Auto Industry News: Power, Wreckage, and the Future

Gentlemen, Charge Your Engines

We begin this week’s auto industry news with a tale of testosterone. Tesla v. Lambo. Drag race. Right here, right now. Who do you got? Logic would probably tell you the Lamborghini, yes? And your friend who supposedly knows everything about cars will claim that electric motors lack, uh, testicular fortitude. Right? Well, watch the video below and see for yourself (skip to the 2-minute mark for the race):

Now one could argue that the Lambo stumbled out of the gate, but feel free to discuss amongst yourselves in the comment thread below. Racing excitement continued at IndyCar, with a massive wreck between Will Power, Ed Carpenter, and Takuma Soto. All three drivers were okay and sustained no injuries. But because of the wreck, Will Power now seems to have lost any realistic chance at contending for the title. In other auto industry news, Lewis Hamilton captured a win at F1’s Belgian Grand Prix on Sunday. The British driver edged out Sebastian Vettel, who still leads the overall standings. Though that lead has been cut. Daniel Ricciardo took third.

Truck It Up

In the world of all-things truck, Chevy looks pretty badass right now. We’re talking Mad Max: Fury Road badass. The ZR2, the automaker’s mainstream market, off-road pickup traveled 539 miles in the famous “Vegas to Reno” extravaganza. What’s more is that Hill Racing completed the 539-mile trek with the truck in mostly stock form. The lift and width were only mildly adjusted. According to FourWheeler, only 204 of the 336 competing vehicles finished the course, many of them modified. Achievements like this are huge and could spell “increased competition” for aftermarket manufacturers. Models like the Chevy ZR2, Ford Raptor, and Toyota Tacoma TRD Pro provide a bone-stock beast ready for off-road action the second it leaves the lot. Time for the aftermarket to up the ante yet again. If history proves anything, you can be sure they will…
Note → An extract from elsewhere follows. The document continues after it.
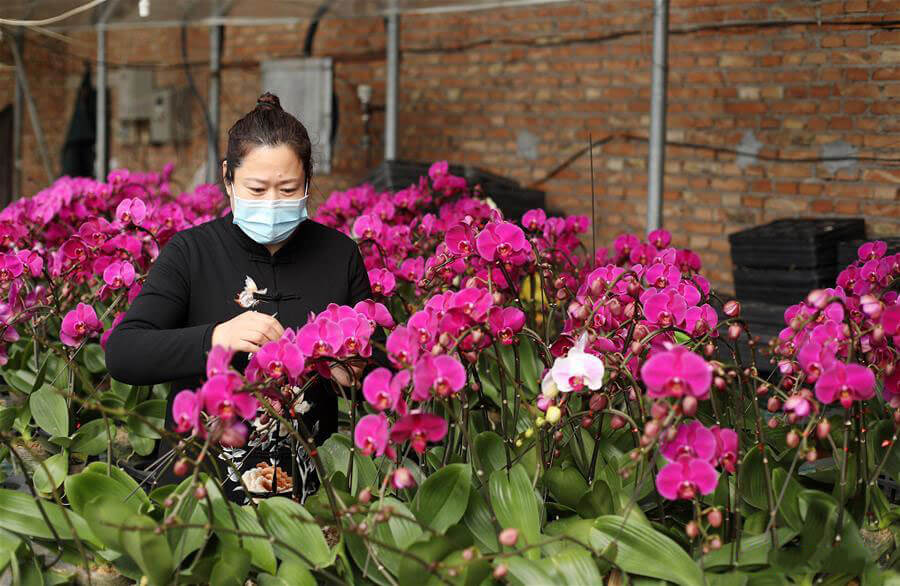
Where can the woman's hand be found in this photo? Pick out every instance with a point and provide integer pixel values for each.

SEMI Secrets and Implications

The truck market has grown leaps and bounds since its inception. And it’s fair to say their ubiquity is so ingrained in our lives that we as consumers rarely stop to consider how they’ll progress. But rest assured, Tesla is thinking BIG in terms of the future. Last week, more details leaked regarding its all-electric SEMI model, a heavy-duty commercial truck that rivals the torque performance of diesels. A trucking company official who met with Tesla reported that the massive trucks will have an electric range of 200-300 miles. Now, most information about this line is speculative since Tesla refuses comment, but it provides a glimpse into the future and what that means for the industry at large. If the next foundation of transportation indeed goes electric, then it’s our duty to ponder the trickle down effect. What becomes of the future of commercial business, mechanic shops, and gearhead projects?
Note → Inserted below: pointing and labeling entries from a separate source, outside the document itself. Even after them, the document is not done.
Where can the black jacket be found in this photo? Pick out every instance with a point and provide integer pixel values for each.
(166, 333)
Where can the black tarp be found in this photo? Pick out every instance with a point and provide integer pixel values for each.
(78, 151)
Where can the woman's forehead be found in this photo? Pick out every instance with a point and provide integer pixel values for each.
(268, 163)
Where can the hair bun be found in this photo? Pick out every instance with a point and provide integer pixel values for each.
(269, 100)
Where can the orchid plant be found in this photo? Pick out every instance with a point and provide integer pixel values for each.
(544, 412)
Jaguar Classes It Up Again

AAA recently released a list of costly and cost-effective vehicles to own and maintain. You know, the supercars of the world. Did you know that nearing the top of the “expense” category is actually pickup trucks? In fact, pickups average a maintenance fee of over $10,000 a year. While the aforementioned pickup market continues to expand and evolve, such costs place a financial burden on businesses and owners.

But you know who couldn’t give a rat’s behind about appearing on that list? Whoever buys the new Jaguar F-Type SVR for $20,000. Although it seems worth it because good Lord is this thing decadently cool. It tops out around 195 mph thanks to the supercharged 5.0L V8 it harbors. And in addition to its fast, sleek look, the 575 horsepower will make it sound just plain mean while cruising with the top down. That’s right, the SVR’s a convertible now. Well done, Jaguar. Well done.

Auto Industry News: VW Woes and Wins

We end this week’s auto industry news with, well, more somber insight from the Volkswagen camp. Last week, it was announced that VW engineer James Robert Liang will face jail time and a $200,000 fine for his involvement in an emissions scandal. Liang invented a device that helped deceive U.S. emissions regulators into believing certain vehicles were environmentally in compliance. To soften that blow, however, the German automotive company celebrated its 150 millionth vehicle off the line. Any other week, this would be an astounding achievement by a brand synonymous with innovative engineering and invention. But this week it’s bittersweet.